Heeft een echtgenoot uit zijn eigen inkomsten en/of uit zijn eigen vermogen aan de kosten van de huishouding meer heeft bijgedragen dan waartoe hij op grond van het bepaalde in lid 5 van dit artikel verplicht is, heeft hij voor het meerdere een vordering op de andere echtgenoot. (…)
2.5.
Bij beschikking betreffende voorlopige voorzieningen van 4 april 2018 is bepaald dat de man aan de vrouw een bijdrage tot verzorging en opvoeding van de minderjarigen zal verstrekken van € 480,- per kind per maand en dat de man aan de vrouw een bijdrage in haar levensonderhoud zal voldoen van € 2.414,- bruto per maand.
3. De beoordeling
3.1.
Scheiding
3.1.1.
De vrouw verzoekt de echtscheiding tussen partijen uit te spreken.
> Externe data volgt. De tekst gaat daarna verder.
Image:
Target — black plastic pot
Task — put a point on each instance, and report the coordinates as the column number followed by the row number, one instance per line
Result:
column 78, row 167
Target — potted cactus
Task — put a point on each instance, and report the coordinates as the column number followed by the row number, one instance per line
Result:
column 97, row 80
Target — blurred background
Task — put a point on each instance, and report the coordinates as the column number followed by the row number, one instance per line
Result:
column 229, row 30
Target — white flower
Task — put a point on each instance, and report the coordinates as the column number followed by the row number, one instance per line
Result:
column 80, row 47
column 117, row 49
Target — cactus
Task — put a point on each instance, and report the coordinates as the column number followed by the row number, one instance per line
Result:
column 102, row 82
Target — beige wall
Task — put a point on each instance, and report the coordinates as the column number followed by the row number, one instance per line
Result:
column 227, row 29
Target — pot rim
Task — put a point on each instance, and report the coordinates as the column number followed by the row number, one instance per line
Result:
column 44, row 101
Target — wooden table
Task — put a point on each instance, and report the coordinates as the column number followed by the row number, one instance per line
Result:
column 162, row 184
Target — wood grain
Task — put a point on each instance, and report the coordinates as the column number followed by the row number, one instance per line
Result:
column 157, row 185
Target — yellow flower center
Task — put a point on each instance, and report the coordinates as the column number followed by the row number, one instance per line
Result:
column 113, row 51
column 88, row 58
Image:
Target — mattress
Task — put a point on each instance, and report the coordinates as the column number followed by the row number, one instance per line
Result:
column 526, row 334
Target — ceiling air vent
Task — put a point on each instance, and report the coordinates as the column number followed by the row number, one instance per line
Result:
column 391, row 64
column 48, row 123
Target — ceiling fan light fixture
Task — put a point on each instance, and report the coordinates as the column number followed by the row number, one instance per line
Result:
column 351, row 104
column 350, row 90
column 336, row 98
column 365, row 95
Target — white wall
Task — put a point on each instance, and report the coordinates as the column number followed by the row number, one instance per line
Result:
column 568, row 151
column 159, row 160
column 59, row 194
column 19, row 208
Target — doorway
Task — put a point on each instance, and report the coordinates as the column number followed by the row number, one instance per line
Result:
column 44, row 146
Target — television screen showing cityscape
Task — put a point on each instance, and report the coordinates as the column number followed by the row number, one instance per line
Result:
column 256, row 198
Zij stelt dat het huwelijk duurzaam is ontwricht.
3.1.2.
De man betwist de gestelde duurzame ontwrichting niet.
3.1.3.
De rechtbank overweegt dat een (inleidend) verzoekschrift tot echtscheiding op grond van artikel 815, lid twee van het Wetboek van Burgerlijke Rechtsvordering (Rv), voor zover hier van belang, een ouderschapsplan dient te bevatten ten aanzien van de minderjarige kinderen van partijen over wie zij al dan niet gezamenlijk het gezag uitoefenen. Omdat het ouderschapsplan in de wet is geformuleerd als een processuele eis bij een verzoek tot echtscheiding heeft de rechtbank de bevoegdheid een echtgenoot in het verzoek tot echtscheiding niet-ontvankelijk te verklaren, tenzij er redenen zijn om aan te nemen dat het ouderschapsplan redelijkerwijs niet kan worden overgelegd (artikel 815, lid zes Rv).
3.1.4.
Door de vrouw is geen ouderschapsplan overeenkomstig artikel 815, lid twee Rv overgelegd. Omdat de vrouw voldoende heeft gemotiveerd dat het voor haar op dit moment redelijkerwijs niet mogelijk is een door beide partijen akkoord bevonden ouderschapsplan over te leggen, zal de rechtbank de vrouw ontvangen in haar verzoek tot echtscheiding.
3.1.5.
Het verzoek tot echtscheiding wordt, als niet weersproken en op de wet gegrond, toegewezen.
3.2.
Verblijfplaats
3.2.1.
De vrouw verzoekt te bepalen dat de hoofdverblijfplaats van de minderjarigen bij haar zal zijn.
3.2.2.
De man verweert zich niet tegen dit verzoek.
3.2.3.
De rechtbank constateert dat [voornaam jongmeerderjarige] inmiddels meerderjarig is geworden, zodat het verzoek ten aanzien van haar niet kan worden toegewezen. Ten aanzien van [voornaam minderjarige] beslist de rechtbank conform het verzoek, omdat dit verzoek niet is weersproken, op de wet is gegrond en niet gebleken is dat het belang van de minderjarige zich hiertegen verzet.
3.3.
Zorgregeling
3.3.1.
De man verzoekt een regeling van de verdeling van de zorg- en opvoedingstaken (hierna: zorgregeling) vast te stellen, waarbij de minderjarigen om het weekend bij de man zijn van vrijdag 18.00 uur tot zondag 19.00 uur en de helft van de vakanties, met inachtneming van een opbouwregeling.
3.3.2.
De vrouw voert gemotiveerd verweer.
3.3.3.
Omdat [voornaam jongmeerderjarige] inmiddels meerderjarig is geworden, kan het verzoek ten aanzien van haar niet worden toegewezen. Daarbij merkt de rechtbank op dat zij al twee jaar geen contact meer heeft met de man. [voornaam jongmeerderjarige] is in hem teleurgesteld omdat zij voorheen altijd een goede band met de man had, maar dat hij geen interesse meer in haar lijkt te hebben en beloftes niet is nagekomen.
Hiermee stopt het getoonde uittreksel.